Whether Stack actually did what he is accused of doesn’t matter as much as the fact that his opponents are building a case against him, trying to discourage other political people from associating with him.

For Sacco’s side, the best scenario is to have Stack isolated in Union City with no power beyond its borders except perhaps to get reelected to the state Senate. Indeed, some effort is being made to reduce Stack’s influence in the Jersey City portion of his district, perhaps with the aim of grooming a challenger against him in the future.

“Stack’s worst enemy is Stack” one very prominent political observer said. “Nobody can beat him in New Jersey, but he can hurt himself.”

Roque inches towards trial

West New York Mayor Felix Roque, one of Stack’s few remaining allies, has legal issues of his own, having been indicted for allegedly hacking into the website of a political enemy. Some believe he could beat the rap; he seems to believe he can sell a judge and jury that this whole thing was a trap from the start, put together by his political enemies. If Roque goes to trial, the case will expose a lot of the inner workings of North Hudson’s political world, a ruthless environment where political enemies generally show no mercy, abiding by Machiavellian rules of power which dictate that you utterly ruin your enemy so he or she can never get revenge.

If Roque survives, he could become as entrenched in West New York as Stack is in Union City, and become one more thorn in the side of the Hudson County Democratic Organization, who have struggled to make peace in that part of the world.

The trial, if it occurs, will likely happen in late March, putting it in the middle of the primary season, distracting Roque’s ability to help Stack if Stack runs an alternative ticket.

Where will Cunningham go?

State Sen. Sandra Cunningham is expected to remain loyal to the Hudson County Democratic Organization in the event of a Democratic civil war. This means that Stack would need to find candidates in the 33rd District – which includes Bayonne and half of Jersey City – as well as the 32nd District, which includes North Bergen, West New York, Secaucus and portions of Hudson County, if he hopes to get his candidate for sheriff to win.

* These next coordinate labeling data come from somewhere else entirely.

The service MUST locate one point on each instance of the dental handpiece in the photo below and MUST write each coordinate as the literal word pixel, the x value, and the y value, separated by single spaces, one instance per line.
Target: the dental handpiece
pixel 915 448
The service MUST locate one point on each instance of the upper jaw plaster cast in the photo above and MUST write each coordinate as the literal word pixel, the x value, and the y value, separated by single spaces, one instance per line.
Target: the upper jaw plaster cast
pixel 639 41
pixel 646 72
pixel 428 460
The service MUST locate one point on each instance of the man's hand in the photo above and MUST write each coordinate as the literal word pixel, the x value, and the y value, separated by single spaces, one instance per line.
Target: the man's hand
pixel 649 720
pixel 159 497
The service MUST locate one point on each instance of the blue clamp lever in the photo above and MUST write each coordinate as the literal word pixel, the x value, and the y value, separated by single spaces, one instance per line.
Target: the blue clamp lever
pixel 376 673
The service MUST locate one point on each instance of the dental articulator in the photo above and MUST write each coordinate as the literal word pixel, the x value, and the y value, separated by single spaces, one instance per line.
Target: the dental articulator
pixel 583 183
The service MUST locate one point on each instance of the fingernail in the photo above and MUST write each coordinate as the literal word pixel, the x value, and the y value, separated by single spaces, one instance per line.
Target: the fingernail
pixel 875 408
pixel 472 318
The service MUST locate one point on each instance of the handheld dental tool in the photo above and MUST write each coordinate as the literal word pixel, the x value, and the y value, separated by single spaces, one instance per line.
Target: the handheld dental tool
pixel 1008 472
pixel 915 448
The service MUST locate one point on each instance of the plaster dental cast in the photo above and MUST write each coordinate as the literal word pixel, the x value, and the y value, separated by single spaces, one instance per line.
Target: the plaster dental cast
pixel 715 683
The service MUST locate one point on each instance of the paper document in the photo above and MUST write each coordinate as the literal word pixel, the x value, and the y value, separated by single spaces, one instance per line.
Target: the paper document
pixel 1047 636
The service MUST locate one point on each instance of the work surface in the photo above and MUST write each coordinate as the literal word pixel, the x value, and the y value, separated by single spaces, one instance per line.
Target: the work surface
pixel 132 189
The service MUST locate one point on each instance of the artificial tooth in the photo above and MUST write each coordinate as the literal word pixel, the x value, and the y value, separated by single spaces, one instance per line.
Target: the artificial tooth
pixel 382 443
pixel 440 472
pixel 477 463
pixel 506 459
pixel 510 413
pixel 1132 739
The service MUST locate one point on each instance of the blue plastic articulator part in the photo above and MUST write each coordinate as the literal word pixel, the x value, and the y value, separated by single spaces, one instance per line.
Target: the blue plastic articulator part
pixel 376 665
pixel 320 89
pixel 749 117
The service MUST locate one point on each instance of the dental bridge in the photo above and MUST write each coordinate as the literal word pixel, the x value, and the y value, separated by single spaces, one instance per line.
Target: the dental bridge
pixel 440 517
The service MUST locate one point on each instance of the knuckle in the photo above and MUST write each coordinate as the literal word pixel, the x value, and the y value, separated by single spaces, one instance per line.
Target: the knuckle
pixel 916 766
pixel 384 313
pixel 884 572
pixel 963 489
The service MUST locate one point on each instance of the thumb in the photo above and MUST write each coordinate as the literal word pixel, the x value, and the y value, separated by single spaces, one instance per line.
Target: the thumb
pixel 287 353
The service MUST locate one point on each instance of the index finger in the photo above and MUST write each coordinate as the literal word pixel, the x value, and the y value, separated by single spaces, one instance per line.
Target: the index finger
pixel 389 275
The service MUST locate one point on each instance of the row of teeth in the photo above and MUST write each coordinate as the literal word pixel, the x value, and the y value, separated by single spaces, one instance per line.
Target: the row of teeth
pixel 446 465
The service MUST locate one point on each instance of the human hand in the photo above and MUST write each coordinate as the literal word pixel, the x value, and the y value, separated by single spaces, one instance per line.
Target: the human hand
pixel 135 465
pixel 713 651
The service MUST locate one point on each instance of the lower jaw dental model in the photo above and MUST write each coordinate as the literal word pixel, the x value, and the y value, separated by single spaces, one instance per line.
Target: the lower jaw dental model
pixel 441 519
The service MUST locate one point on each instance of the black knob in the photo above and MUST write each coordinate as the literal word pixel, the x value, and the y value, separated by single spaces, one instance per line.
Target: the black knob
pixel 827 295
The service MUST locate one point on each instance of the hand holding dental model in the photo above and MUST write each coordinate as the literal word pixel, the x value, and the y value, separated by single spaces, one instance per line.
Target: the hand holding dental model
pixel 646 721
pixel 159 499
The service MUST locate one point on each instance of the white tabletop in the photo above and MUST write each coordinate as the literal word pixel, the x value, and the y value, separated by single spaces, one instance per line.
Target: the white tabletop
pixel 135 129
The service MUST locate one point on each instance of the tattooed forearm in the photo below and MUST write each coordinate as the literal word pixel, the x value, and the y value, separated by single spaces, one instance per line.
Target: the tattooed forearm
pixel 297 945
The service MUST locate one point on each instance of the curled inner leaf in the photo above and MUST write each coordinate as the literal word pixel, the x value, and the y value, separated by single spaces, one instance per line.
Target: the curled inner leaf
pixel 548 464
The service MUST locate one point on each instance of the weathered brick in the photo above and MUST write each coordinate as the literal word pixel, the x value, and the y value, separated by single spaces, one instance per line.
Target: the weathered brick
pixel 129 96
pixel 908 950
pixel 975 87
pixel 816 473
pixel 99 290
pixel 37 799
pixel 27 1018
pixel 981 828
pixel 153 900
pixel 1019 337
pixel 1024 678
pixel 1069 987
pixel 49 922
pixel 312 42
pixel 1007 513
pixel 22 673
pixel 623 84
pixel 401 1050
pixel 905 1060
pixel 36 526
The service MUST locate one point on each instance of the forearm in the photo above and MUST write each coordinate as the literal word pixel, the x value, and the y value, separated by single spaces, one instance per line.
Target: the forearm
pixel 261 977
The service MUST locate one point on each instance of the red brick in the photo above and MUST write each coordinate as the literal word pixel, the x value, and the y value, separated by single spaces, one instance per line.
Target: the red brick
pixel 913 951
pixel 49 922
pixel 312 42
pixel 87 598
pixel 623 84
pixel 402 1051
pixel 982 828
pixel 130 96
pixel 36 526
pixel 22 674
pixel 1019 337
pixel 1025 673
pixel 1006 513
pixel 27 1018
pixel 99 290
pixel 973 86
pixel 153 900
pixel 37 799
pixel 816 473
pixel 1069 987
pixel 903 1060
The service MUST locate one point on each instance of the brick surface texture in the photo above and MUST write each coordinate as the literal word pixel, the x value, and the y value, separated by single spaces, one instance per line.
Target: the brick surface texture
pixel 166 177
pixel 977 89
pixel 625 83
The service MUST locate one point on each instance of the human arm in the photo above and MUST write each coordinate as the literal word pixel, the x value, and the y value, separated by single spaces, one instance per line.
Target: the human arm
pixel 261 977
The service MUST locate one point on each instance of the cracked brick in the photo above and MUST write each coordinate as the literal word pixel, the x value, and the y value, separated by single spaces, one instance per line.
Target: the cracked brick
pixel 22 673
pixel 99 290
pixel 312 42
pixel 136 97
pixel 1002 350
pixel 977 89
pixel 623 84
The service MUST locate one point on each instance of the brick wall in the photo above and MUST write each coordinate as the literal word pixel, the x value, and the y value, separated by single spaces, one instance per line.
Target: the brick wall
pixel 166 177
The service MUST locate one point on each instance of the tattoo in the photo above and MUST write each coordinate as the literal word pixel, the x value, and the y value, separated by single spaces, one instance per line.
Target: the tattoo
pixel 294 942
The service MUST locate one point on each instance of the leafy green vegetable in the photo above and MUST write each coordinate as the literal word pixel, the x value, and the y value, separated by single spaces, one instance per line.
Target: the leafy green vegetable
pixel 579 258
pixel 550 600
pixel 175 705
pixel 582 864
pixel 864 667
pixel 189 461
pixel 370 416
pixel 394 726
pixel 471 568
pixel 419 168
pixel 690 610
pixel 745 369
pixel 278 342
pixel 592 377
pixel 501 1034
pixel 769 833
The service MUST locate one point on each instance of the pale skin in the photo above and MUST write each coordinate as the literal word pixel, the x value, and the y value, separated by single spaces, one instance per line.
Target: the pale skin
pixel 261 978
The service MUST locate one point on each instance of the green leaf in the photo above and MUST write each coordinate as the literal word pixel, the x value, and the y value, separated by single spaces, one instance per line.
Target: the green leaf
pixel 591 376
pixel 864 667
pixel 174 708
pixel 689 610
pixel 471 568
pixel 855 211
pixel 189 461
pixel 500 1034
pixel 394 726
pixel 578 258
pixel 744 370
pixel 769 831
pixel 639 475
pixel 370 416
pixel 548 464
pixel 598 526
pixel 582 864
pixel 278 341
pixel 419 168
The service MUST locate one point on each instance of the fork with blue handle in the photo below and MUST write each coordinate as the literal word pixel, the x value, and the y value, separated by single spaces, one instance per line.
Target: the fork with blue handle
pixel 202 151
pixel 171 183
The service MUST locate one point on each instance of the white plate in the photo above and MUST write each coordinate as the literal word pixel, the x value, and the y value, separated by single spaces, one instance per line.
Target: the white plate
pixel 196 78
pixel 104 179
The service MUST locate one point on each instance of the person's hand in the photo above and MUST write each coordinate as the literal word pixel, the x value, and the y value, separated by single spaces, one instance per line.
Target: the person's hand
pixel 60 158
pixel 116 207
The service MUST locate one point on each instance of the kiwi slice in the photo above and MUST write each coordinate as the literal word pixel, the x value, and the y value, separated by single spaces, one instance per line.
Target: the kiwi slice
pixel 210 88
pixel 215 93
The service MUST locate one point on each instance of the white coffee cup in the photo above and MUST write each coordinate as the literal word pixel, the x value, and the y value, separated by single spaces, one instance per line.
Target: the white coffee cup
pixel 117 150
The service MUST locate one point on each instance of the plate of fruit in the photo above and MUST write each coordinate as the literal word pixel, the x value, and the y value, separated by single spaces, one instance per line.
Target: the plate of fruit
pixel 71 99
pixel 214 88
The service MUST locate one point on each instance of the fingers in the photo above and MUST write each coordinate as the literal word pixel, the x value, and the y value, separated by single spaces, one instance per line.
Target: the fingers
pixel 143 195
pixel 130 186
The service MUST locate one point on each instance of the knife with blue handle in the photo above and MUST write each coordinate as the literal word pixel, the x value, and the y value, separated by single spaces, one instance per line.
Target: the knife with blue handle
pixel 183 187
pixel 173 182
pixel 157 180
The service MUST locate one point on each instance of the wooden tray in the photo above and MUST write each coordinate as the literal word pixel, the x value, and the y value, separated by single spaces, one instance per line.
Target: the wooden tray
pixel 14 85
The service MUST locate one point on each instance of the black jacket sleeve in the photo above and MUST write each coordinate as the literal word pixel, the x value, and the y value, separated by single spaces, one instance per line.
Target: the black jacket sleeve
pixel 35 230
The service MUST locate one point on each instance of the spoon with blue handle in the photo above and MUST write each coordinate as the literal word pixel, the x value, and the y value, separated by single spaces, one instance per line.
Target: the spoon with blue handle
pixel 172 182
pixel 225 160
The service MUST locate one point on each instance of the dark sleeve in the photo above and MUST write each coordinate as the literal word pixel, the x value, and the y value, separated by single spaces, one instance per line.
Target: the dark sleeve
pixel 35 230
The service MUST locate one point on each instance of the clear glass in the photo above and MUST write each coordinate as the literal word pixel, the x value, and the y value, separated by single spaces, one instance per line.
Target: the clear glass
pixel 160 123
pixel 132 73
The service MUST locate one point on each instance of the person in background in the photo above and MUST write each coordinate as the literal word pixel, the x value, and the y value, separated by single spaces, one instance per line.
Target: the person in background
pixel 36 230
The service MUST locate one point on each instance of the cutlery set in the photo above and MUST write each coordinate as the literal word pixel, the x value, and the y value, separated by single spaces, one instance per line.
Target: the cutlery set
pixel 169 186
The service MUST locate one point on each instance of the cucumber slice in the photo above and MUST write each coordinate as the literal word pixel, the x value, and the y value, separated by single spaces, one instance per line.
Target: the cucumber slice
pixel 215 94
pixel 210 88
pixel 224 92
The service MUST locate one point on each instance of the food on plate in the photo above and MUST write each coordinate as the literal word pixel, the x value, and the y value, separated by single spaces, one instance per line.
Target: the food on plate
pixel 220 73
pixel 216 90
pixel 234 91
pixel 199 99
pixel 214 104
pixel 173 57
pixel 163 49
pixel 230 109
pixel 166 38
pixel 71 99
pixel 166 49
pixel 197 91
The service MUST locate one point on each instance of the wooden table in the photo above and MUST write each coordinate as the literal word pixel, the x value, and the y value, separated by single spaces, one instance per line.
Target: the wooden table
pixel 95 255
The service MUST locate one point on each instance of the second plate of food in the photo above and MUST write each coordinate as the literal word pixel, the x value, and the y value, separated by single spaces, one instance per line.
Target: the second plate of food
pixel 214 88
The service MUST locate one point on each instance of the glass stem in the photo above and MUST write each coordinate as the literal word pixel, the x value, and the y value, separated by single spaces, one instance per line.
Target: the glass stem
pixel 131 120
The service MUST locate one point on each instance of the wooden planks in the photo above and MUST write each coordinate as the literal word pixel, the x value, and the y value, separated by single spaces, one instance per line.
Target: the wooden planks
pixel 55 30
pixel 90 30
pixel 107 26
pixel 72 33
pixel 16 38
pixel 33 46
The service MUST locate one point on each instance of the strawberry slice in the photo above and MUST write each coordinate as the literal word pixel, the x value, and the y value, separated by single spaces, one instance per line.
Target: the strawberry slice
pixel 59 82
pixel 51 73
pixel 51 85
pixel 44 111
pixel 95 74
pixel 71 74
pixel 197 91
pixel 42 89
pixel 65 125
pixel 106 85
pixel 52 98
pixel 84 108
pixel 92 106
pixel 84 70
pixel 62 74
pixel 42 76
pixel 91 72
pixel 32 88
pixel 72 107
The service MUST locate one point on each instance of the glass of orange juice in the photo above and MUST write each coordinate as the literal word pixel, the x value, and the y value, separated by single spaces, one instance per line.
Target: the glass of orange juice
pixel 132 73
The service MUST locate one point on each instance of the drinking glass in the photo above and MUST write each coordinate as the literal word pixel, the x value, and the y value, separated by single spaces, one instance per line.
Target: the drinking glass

But with Jersey City Councilwoman Nidia Lopez choosing not to run with Stack for state assembly, Stack has enough trouble filling his own ticket in the 33rd District that includes Union City, Hoboken, and half of Jersey City. With almost no campaign money to draw on, Stack’s ability to go to political war is greatly diminished, even if he could get people like Raia or Hoboken Councilwoman Beth Mason to bankroll it. Those two and others would have their own agendas, and would enact their own demands in exchange.

Cunningham is expected, however, to support Mayor Jerramiah Healy’s reelection bid in Jersey City over Jersey City Councilman Steve Fulop, even though a close associate Jerry Walker is also running for mayor.

Endorsements roll in for Buono

In what looks a lot like sending a lamb in for the slaughter, state Sen. Barbara Buono is getting a host of endorsements in her bid to try and unseat Republican Gov. Christopher Christie.

Sacco joins Healy and Bayonne Mayor Mark Smith in endorsing Buono as other potential state legislators back out of the race.

“Sen. Barbara Buono is a strong candidate and deserves credit for stepping forward and mounting a challenge to the governor,” Sacco said in a statement. “She has the kind of life experience and compelling personal story that will unite the Democratic Party base and also appeal to independent voters. I am proud to endorse Barbara and will work hard to produce a strong vote for her and the entire Democratic ticket in November.”

Buono is like the last person standing in a game of musical chairs, or worse, the only person not to take a step back when the Army drill sergeant asks for volunteers for a suicide mission.

As money pours into the state to help rebuild the shore regions, Christie’s popularity will grow as the man who helped save the state’s economy. Unions, whose workers will get sorely needed construction jobs, will secretly or openly support Christie, whereas before Hurricane Sandy, they might have backed Democratic candidates.

Buono must know this, as does the Democratic elite, who will reward her somewhere down the road after she gets swamped in November.